This is an implementation of different algorithms for matrix completion. Given a partially known matrix, we want to guess the remaining entries.
This can be used for recommendation systems, by predicting user ratings. It was partially inspired by the Netflix Prize. In this case, we have a matrix of ratings (a_ij) of user i for movie j, of which only some are given. Computing the others gives good hints: just recommend user i the best-rated movies j he has not yet watched.
There is no theory for the SVD algorithm, but the idea is rather straightforward: we want the best rank k approximation. We fill the matrix with some arbitrary, but constant value (like the mean value of the given entries) and then compute the singular value decomposition. By taking only the singular vectors belonging to the k largest singular values, we compute the best rank k approximation. Now we iterate these steps to fill the matrix with appropriate values. Seems to work though.
The theory for Hazan's algorithm is explained in Giesen et al. The actual algorithm is much simpler than the math behind, surprisingly.
The data should be provided in CSV format, each line encoding one matrix entry:
i,j,a_ij
To evaluate, just provide another data set with just i,j lines, you'll then get the computed a_ij
as output. Read in the data with read.data. You can also use read.all for reading in both files
at once. If your data is in another format, or already read into R, don't bother. Just do what
read.data does, then there will be no problems. If many columns or rows in your matrix are unused,
use reduce.data to 'compress' it (and later expand.data to decompress). read.all also does this.
To use the algorithms, first set their parameters. There are functions alg.*.pl supporting you here.
They produce 'parameter lists', which then can be passed on to the algorithm. The algorithms return the
completed matrix, which you might save. Or evaluate it on the test set by eval.
For parameter tuning, validation etc., there is a built-in cross validation routine. (It is in fact a
'cross evaluation'.) The results can be analyzed later. (by error.data, for example) There is also a
neat little tool, which I called bisection.

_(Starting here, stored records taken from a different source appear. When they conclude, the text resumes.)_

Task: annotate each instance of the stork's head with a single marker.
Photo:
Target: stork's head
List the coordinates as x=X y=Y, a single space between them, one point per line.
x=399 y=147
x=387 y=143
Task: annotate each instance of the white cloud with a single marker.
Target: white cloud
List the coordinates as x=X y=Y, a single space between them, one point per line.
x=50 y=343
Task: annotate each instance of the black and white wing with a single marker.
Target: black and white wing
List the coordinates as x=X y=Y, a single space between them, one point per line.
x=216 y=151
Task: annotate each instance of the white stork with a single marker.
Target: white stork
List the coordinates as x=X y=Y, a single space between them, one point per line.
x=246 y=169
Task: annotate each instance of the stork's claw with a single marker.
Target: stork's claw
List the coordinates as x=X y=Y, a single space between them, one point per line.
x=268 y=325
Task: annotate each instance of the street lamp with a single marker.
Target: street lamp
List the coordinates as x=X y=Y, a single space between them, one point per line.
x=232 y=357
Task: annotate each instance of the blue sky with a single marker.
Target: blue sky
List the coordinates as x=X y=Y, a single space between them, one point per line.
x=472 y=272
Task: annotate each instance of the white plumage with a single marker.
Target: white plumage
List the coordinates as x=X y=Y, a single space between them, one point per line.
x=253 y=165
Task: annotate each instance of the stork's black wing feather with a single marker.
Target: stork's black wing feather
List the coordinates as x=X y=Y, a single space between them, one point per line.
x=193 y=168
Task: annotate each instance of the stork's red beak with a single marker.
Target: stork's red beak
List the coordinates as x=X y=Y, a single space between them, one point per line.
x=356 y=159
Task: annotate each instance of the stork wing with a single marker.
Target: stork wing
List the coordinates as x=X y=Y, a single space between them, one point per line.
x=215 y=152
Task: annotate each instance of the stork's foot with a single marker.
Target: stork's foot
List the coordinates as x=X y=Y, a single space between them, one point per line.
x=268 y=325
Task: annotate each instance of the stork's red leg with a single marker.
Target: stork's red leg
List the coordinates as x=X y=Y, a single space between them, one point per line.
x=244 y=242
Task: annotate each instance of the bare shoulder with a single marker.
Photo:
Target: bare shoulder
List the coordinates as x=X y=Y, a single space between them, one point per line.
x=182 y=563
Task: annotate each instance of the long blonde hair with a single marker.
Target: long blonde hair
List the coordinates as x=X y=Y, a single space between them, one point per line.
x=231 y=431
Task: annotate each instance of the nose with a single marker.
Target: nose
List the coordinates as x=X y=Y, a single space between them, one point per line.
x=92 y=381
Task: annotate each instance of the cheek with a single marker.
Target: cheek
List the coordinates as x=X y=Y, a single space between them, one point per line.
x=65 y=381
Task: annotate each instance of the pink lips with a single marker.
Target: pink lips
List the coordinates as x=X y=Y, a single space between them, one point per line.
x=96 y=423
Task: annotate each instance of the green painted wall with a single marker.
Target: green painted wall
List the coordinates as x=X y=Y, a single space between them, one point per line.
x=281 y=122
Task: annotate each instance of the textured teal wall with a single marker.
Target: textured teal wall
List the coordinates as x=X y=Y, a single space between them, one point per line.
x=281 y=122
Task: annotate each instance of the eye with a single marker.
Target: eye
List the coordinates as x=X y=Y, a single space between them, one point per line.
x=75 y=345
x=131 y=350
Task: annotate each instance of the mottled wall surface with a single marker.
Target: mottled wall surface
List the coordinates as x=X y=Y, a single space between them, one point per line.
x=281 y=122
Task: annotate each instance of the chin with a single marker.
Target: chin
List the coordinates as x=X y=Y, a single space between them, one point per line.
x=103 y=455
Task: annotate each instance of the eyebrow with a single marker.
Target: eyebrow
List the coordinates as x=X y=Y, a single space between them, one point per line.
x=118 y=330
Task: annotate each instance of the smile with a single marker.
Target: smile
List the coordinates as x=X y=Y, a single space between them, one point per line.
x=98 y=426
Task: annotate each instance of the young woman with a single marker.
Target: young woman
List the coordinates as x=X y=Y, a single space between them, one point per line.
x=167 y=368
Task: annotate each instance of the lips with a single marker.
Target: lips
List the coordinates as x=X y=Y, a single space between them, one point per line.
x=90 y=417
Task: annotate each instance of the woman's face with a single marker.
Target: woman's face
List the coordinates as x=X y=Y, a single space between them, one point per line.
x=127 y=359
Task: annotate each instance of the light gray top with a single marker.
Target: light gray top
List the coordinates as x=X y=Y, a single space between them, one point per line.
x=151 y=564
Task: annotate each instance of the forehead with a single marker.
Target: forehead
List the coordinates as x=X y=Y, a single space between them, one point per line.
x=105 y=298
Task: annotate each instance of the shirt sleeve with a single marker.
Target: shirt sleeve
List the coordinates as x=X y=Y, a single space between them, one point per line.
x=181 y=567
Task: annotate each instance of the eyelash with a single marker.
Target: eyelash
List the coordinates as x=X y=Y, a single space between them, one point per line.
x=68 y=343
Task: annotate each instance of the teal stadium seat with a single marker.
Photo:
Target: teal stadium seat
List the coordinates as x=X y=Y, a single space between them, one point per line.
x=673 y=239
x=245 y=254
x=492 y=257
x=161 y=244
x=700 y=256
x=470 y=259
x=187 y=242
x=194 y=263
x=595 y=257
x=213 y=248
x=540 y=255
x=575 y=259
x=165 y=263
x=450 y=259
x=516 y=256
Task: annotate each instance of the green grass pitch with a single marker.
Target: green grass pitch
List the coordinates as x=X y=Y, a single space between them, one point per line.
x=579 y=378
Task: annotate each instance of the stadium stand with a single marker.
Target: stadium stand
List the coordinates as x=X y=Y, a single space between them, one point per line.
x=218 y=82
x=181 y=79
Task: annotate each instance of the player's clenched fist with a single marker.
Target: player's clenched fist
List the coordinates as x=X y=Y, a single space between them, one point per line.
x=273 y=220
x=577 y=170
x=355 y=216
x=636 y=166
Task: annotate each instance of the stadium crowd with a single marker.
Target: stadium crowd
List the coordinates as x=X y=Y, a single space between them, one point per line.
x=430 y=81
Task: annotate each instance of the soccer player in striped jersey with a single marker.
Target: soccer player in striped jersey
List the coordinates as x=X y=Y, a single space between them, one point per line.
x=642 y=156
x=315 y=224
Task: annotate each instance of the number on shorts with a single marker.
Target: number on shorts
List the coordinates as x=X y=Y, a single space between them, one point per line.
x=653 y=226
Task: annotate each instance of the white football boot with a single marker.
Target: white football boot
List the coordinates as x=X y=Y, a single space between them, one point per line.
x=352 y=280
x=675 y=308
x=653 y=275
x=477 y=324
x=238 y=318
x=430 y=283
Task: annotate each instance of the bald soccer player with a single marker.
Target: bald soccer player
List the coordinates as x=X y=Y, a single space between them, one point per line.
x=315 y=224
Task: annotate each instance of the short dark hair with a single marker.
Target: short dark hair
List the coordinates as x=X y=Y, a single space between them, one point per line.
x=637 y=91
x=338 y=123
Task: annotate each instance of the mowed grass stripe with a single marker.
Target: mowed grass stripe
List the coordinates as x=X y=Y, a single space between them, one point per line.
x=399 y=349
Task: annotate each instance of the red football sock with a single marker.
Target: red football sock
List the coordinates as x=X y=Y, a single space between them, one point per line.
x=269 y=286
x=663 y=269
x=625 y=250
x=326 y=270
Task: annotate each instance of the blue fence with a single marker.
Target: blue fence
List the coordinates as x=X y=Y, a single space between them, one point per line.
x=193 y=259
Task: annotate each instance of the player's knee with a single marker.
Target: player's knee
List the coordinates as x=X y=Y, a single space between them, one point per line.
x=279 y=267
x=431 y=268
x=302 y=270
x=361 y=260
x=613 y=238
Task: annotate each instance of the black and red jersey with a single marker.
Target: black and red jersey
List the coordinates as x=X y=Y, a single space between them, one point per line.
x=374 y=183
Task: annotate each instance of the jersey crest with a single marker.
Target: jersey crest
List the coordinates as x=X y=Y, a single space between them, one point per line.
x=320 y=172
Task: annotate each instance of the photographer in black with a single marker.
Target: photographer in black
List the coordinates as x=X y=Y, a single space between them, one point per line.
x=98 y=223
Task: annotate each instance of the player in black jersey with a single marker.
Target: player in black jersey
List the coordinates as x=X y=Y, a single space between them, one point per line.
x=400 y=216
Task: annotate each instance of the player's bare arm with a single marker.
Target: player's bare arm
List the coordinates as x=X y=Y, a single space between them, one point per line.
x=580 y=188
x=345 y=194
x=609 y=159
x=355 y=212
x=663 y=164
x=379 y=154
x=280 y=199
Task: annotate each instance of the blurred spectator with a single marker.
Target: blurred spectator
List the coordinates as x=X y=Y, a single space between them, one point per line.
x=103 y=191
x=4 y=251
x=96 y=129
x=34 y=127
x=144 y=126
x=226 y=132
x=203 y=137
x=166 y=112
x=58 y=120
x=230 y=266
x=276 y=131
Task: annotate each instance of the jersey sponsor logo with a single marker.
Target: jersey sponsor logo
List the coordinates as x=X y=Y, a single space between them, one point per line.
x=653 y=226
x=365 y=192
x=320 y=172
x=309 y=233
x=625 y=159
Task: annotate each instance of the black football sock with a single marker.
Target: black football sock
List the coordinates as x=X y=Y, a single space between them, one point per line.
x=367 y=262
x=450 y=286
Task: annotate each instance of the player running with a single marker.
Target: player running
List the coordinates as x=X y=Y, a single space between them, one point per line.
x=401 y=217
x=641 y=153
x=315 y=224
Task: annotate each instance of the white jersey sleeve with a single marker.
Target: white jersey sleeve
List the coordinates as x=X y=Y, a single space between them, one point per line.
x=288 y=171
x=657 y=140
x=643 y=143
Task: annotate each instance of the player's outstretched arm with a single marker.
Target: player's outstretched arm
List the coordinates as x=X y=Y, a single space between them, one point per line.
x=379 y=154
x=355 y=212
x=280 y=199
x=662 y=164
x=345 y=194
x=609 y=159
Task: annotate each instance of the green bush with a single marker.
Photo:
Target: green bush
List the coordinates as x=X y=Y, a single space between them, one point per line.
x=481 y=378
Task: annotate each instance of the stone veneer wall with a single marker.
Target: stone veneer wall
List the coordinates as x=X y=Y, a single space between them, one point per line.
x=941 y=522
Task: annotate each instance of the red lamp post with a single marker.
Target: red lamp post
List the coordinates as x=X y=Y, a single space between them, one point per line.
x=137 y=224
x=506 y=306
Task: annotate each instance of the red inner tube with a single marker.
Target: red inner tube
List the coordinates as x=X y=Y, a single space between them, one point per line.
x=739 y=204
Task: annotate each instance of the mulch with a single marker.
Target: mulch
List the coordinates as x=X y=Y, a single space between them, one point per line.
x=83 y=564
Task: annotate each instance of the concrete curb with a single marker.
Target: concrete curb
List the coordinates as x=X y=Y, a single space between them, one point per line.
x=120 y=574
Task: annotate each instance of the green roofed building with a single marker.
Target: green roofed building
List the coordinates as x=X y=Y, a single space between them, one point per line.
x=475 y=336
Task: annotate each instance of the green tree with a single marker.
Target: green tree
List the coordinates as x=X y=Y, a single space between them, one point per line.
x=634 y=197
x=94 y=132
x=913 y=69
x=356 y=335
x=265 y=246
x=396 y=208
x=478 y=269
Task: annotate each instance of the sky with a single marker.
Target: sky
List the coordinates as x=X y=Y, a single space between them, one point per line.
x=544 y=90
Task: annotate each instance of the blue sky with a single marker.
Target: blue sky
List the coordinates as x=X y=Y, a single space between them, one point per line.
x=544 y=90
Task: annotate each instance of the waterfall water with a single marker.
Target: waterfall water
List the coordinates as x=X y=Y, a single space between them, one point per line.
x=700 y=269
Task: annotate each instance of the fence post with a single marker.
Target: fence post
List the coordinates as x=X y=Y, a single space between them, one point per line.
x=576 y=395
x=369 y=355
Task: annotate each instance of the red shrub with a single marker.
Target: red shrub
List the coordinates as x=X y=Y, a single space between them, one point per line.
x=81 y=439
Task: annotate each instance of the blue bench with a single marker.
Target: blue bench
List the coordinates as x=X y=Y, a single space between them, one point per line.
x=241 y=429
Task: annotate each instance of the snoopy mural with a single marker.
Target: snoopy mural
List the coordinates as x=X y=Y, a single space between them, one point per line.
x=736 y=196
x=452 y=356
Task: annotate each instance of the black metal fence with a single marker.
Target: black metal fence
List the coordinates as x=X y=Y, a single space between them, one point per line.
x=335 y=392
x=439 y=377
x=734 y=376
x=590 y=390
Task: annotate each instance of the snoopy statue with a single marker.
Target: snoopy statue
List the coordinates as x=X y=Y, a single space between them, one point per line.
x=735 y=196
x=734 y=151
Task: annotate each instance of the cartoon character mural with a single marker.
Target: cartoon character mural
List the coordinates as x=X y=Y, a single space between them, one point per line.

This can be used to tweak parameters. It takes a long time
though, and some parameters are just easily 'guessed'.
On real world data, we got a root mean squared error of about 0.4 to 0.5 on a range of ratings from 1 to 5. The best results came from combining the output of both algorithms. Especially the unsophisticated SVD algorithm showed surprisingly good results. (about 24% of the entries were given after compression)
> source("data.r")
> source("alg.r")
> data<-read.all("train.csv", "qualifiying.csv")
> params<-alg.svd.pl(data$train, k=20)
> mat<-alg.svd(data$train, params)
[1] 0.4468885 0.4513283 0.4576820 0.4675882 0.4852974 0.5279047 0.8372528 4.0000000 4.0812162
> write.res(data, mat, "result.csv")
The output is the (reversed) error history on the training data set. Thus we needed 7 iterations in this case.